Chapter 22 En Prise #3

“Please. Please make me.”

“Mm, so polite when she’s got a cock inside her.” His mouth twitches, caught between a smile and a gasp. “So good. You’re doing so perfect.”

Buzzed on that particular sentence, I nod as much as I can when we’re this close, noses brushing. “You like it when I say that?” he asks roughly.

“I do,” I whisper back. Slightly hoping that he might call me a good girl. Because it’s hitting me that this might have been what I’ve been looking for, without realizing it. A man who’s strong enough to make me bend, but gentle enough not to break me.

“I like saying it. Like feeling you. Seeing you let loose just for me. You know how long I’ve wanted this?

Thought about your hands on me? Thought about making a mess out of this perfect, perfect woman?

I—fuck, I dreamed it was your hand instead of my own.

Thought about making you mine however you’d let me.

If this is all you want, it’s all I need, just you, just—”

And I’m done. The long, slow avalanche of an orgasm that felt so close for so long crashes over me and I’m dragged to nothing.

It’s quiet here, black shadows and white words.

Warm hands, the idea of Faust really only wanting just me, however I let him have that.

Quiet and nice. And I don’t realize he’s come, too, until his rambling words become a heated breath against my cheek.

That was…

Life-altering. Mind-bending. So good I could cry.

Attaching.

He’d warned me about this kink playing tricks on my head, and I still feel attached to him. My heart staring up at him, wide-eyed, as he shifts us onto the bed, massaging the tension from my knees with his big, careful hands.

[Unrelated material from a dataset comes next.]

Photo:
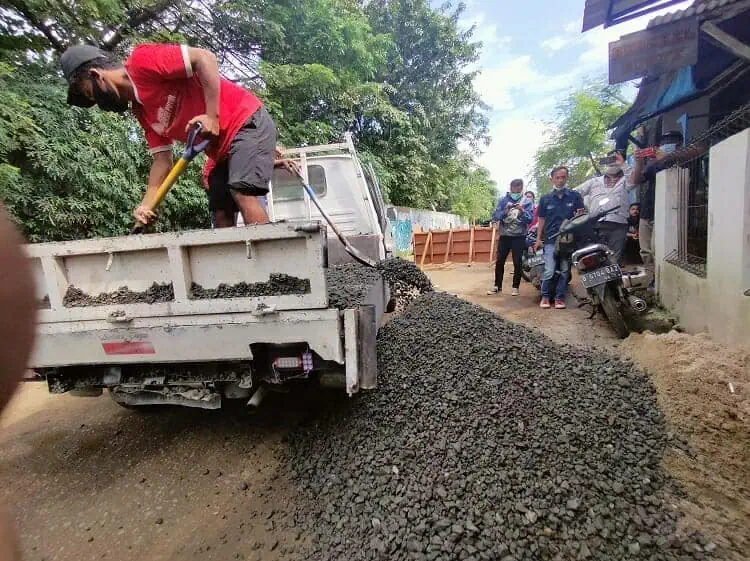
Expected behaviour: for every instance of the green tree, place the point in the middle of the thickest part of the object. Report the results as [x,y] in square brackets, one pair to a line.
[68,173]
[392,72]
[578,134]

I don’t think I can do that again.

Quietly, Faust goes to clean up. I hear the faucet, the sound of towels. Then he’s back, lying beside me like it’s the most natural thing in the world. Fitting around me. He smooths a warm washcloth over my frazzled muscles, careful around my legs. “Does it hurt? Do you need ice?”

Athletes and their ice baths. Stupid. I can’t speak, or I might cry.

“Arcadia?”

I can’t look at him, either. It’s silent for a moment. Then he asks, “Can I help?”

That—is a yes. Maybe. I nod.

“Can I touch you?”

Throat burning, I nod again.

He makes the softest, kindest noise, pure affection. Slowly, he sets the washcloth down, then pulls me into his arms, his chin somewhere above my head. I sniffle into his throat. “Sorry.”

“It’s okay. You’re okay.” There’s a pressure at the back of my head. His fingers, winding through my hair. “Did I do something?”

I have to tell him the truth. “No. It’s… it was too good. It felt like, I don’t know.” Like he loved me. I laugh weakly. “I’m not used to it.”

“Yeah?”

I go silent, and he doesn’t push me. Though he does pull my hair from back around my neck. Gently, he divides it into three sections. Not all of it, just whatever he can reach. And I go very still.

He’s braiding my hair for me.

Whatever was holding me back breaks. “I don’t understand.” My voice cracks, and I press my fingernails into my palm. “I don’t understand how you can like being nice to me.”

Faust pulls in a surprised breath. And maybe I’d never considered this, either; that surrounding myself with the worst men and worst people, point-blank, might have an effect on how I see the few good ones.

“It’s easy. It makes me happy, doing this.” He sets the unfinished braid down, fingers returning to trace circles on the back of my neck. “Looking after you makes me happy.”

I can’t do this again, I amend, silently, my thoughts swirling.

Since my heart is beating a steady, happy rhythm against each of my ribs, glowing, warmer and bigger and bouncier than it was a moment ago—all because of what he just said.

I want him so much it hurts. Every day, like he’d said during the heat of the moment.

When men often say very true and honest things they totally mean.

Even the good ones.

Ha.

“You’re only saying that so I let you do that to me again,” I whisper, needing to play off my own tension. The push and pull between where I am right now and where I should be. “You’re a sex fiend.”

“You think?” He sounds so introspective, I half wish I could see his face.

“Mmhm. You’re already addicted. You’d say anything.”

He’s still tracing circles on me. I’ve lost count of the laps. “Maybe I would,” he says softly, more to himself than me. “Maybe I would.”

That voice does it. How, for a brief moment, he does sound like he would say whatever he had to in order to feel me again.

I lean back, my shoulder swooping into the mattress, and Faust is already here, meeting my eyes.

So close that I can see the darkest patches in his twin brown irises.

The ghost of stubble across his face. I kiss him, or he kisses me, and it quiets me down again, that momentary panic hushed by his long fingers and tight grip.

When we’re kissing, I don’t think about how much I wish we were and all the reasons we shouldn’t. I don’t think at all.